Intesa trovata: evitato il quinto voto in 4 anni Il via dopo l'Epifania: dialogo con Barcellona

Con Podemos e catalani Sánchez sarà premier: subito più tasse ai ricchi

Madrid Con un ritardo esagerato e così inedito per la poco più che quarantenne democrazia iberica, abituata a un granitico bipartitismo, preciso e puntuale nel creare legislature durevoli, all'alba di ieri, l'alleanza Socialisti-Podemos (Up) è riuscita a strappare un prezioso accordo con la riottosa Sinistra Repubblicana Catalana e indipendentista (Erc). Non esiste nulla di stabilito e scritto, ma dopo l'Epifania, la Spagna avrà finalmente un governo, dopo uno stallo politico che perdura dal 2018.

Il premier ad interim socialista Pedro Sánchez, ormai al limite di un crisi di nervi, dopo un Natale trascorso tra negoziati e incertezze, ora accelera per arrivare a ricevere l'incarico dopo la votazione al Congresso. Con la rimozione dell'ultimo ostacolo, la diffidenza dei catalani nell'assecondare la sua nomina astenendosi dalle votazioni, ora i lavori dovrebbero procedere in modo più spedito, ma non alla velocità che vorrebbe Sánchez, frustrato di rischiare nuovamente di violare i tempi costituzionali e ricadere nell'incubo di una nuova e quinta tornata elettorale in quattro anni.
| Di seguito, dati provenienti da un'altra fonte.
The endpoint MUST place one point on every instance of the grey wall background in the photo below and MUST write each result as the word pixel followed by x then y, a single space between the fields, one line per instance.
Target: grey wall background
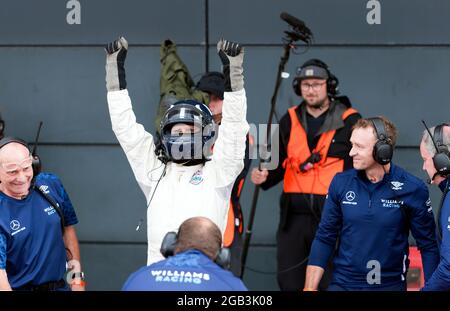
pixel 54 72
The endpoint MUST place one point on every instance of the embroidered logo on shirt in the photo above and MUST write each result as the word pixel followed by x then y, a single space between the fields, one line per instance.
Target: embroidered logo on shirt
pixel 15 227
pixel 349 197
pixel 197 178
pixel 177 276
pixel 396 185
pixel 44 188
pixel 14 224
pixel 49 210
pixel 391 203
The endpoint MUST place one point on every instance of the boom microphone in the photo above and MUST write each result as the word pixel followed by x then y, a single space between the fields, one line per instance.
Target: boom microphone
pixel 291 20
pixel 299 30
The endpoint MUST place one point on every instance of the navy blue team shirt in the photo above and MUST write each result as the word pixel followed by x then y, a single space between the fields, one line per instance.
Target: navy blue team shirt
pixel 440 280
pixel 187 271
pixel 372 222
pixel 32 250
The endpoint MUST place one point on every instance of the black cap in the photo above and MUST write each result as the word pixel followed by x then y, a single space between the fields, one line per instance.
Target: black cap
pixel 213 83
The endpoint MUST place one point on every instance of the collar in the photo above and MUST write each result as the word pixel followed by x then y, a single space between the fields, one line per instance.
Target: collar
pixel 388 176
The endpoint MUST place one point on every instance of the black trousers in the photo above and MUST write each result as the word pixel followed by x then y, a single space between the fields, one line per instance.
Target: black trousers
pixel 294 239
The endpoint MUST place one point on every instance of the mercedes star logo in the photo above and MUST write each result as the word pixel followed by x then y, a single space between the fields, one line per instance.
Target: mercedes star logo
pixel 14 224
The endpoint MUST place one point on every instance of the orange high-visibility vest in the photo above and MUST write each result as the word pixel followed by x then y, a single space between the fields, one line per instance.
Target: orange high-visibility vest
pixel 317 179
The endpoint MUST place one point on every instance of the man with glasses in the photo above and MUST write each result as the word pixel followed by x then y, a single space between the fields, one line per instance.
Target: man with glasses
pixel 37 234
pixel 314 146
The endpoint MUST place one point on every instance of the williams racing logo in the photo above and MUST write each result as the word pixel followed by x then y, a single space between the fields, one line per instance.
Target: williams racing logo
pixel 44 188
pixel 16 227
pixel 391 203
pixel 396 185
pixel 197 178
pixel 179 276
pixel 350 197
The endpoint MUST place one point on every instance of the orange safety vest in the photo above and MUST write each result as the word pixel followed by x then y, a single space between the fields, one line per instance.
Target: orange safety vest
pixel 317 179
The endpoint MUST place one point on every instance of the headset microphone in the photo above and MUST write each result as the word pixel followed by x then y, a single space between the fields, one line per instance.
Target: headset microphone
pixel 37 164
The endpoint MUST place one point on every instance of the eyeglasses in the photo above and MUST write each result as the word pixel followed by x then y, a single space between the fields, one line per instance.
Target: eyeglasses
pixel 314 86
pixel 13 168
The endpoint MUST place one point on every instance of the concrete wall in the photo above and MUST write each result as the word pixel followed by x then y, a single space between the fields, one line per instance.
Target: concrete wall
pixel 54 72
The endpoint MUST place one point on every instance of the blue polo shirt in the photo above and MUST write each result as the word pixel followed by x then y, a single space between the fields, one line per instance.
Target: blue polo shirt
pixel 32 250
pixel 186 271
pixel 372 222
pixel 440 280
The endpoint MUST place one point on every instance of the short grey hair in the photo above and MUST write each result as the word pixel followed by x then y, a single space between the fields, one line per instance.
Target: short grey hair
pixel 428 142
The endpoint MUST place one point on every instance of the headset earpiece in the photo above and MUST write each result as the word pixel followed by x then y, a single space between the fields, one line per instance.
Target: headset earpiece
pixel 332 81
pixel 168 244
pixel 383 149
pixel 223 257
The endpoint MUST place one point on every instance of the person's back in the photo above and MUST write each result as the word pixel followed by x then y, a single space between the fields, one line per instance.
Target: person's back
pixel 196 266
pixel 190 270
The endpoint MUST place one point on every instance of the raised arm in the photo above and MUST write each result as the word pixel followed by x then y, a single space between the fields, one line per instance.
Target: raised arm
pixel 229 149
pixel 137 143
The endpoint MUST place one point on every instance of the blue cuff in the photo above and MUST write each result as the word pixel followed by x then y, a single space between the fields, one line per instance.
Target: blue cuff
pixel 320 253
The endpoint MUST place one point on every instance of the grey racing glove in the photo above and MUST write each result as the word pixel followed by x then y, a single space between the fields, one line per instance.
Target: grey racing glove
pixel 232 56
pixel 116 52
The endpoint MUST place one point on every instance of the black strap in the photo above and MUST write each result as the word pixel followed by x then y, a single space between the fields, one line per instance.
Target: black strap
pixel 48 286
pixel 440 211
pixel 55 206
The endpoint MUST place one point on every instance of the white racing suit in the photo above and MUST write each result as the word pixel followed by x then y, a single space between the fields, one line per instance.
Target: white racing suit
pixel 184 191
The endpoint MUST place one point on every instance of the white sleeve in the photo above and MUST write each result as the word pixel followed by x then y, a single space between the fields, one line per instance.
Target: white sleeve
pixel 135 141
pixel 229 149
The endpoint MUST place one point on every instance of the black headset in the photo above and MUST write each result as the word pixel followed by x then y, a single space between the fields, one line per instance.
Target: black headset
pixel 223 257
pixel 332 81
pixel 441 159
pixel 36 164
pixel 383 149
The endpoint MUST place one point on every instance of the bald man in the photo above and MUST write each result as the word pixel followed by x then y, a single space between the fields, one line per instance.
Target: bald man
pixel 193 266
pixel 36 225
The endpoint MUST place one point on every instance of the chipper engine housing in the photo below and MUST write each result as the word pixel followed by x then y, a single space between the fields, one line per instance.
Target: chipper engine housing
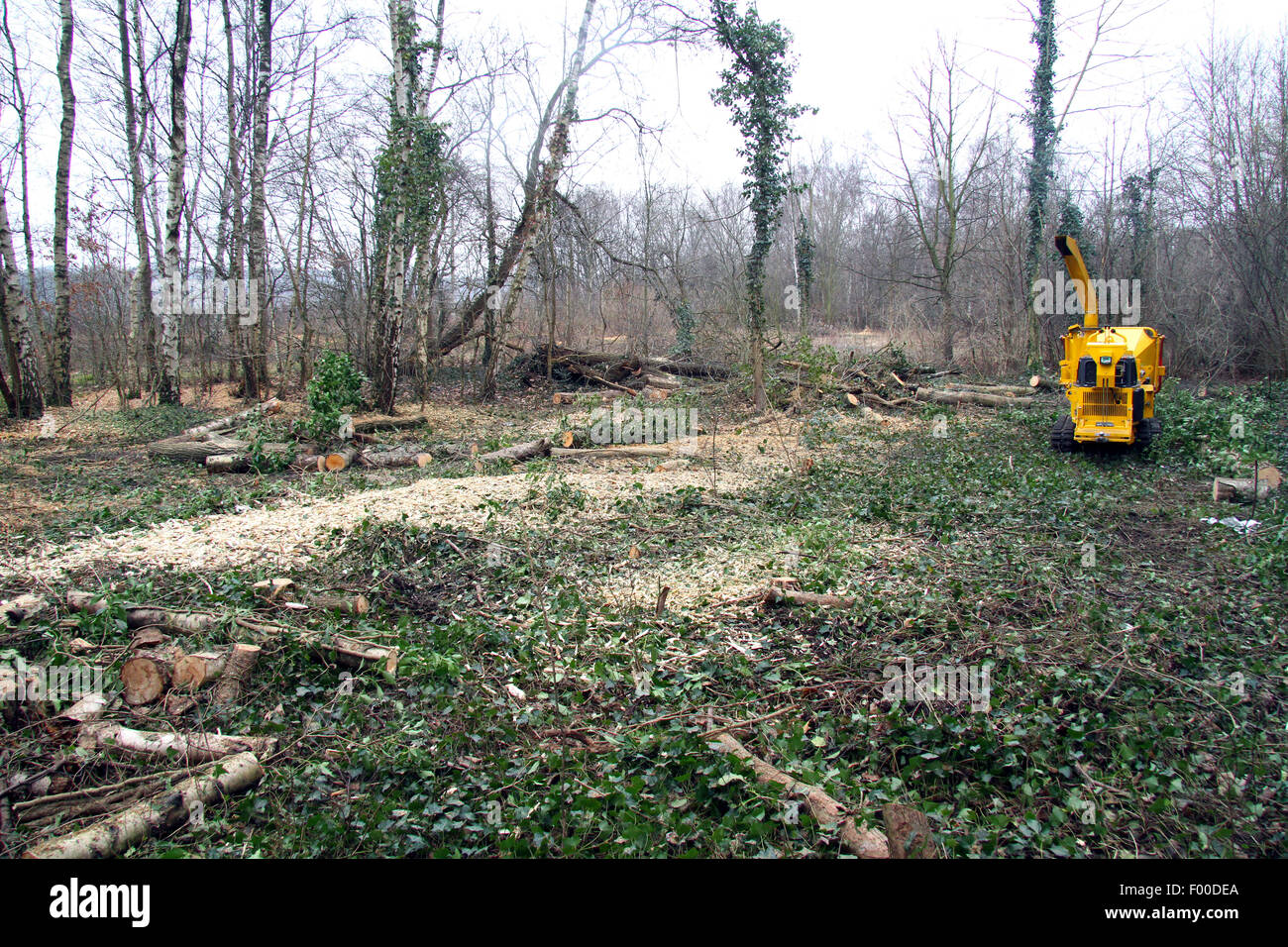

Conquistata la fiducia dei catalani, non perderà la faccia davanti ai quei sei milioni di spagnoli che l'hanno preferito per ben due volta in meno di un anno, senza però, mai dargli la maggioranza assoluta, come avvenne, con José Louis Rodríguez Zapatero.

Infatti, con un numero di seggi da minoranza assoluta, Sánchez ha dovuto cedere al corteggiamento di Pablo Iglesias, ex alleato esterno che, però, a questo giro, ha preteso di entrare nella stanza dei bottoni, chiedendo la vicepresidenza e un paio di ministeri importanti. Ma, soprattutto, Sánchez ha dovuto sforzarsi di cercare il dialogo con Erc, quando Barcellona bruciava da tre settimane, sconvolta da una guerriglia urbana scatenata dalle dure condanne ai leader indipendentisti. Ha dovuto dialogare con chi, sulla carta è nemico del governo centrale di Madrid, cui non riconosce l'autorità. Un nemico che dal 2015 porta avanti, in modo unilaterale, il processo d'indipendenza, contro Stato e Costituzione, annaffiandolo con parole di odio e rivolta.

Ora il premier, uscente e rientrante, si aspetta da una manciata di deputati catalani il via libera alla sua investitura, in modo da far quadrare il bilancio generale dei seggi, sempre in minoranza, e formare il suo esecutivo «progressista e di sinistra». E già ieri sera, il leader del Psoe è apparso in diretta tv dalla Moncloa per darne un assaggino: sul tavolo l'aumento delle tasse ai redditi più alti (oltre i 130mila euro l'anno), alzare il salario minimo a mille euro, rivedere la riforma del lavoro dettata sei anni fa dalla Troika e affrontare la questione catalana con più dialogo e meno manganello.

Per arrivare all'accordo con Erc, Sánchez ha dovuto azzardare promesse, difficilmente realizzabili nel breve termine. Ma lui sa che ora l'importante è governare, chiudere questa barzelletta dei giri infiniti alle urne, pensare a cambiare la legge elettorale proporzionale (che incide a livello di circoscrizioni, non di risultato generale). È del 1976 e non è più adatta a una Spagna diventata frammentata e divisa.

Se l'accordo tiene, se i catalani non tradiscono, nel 2020 a Madrid si governerà.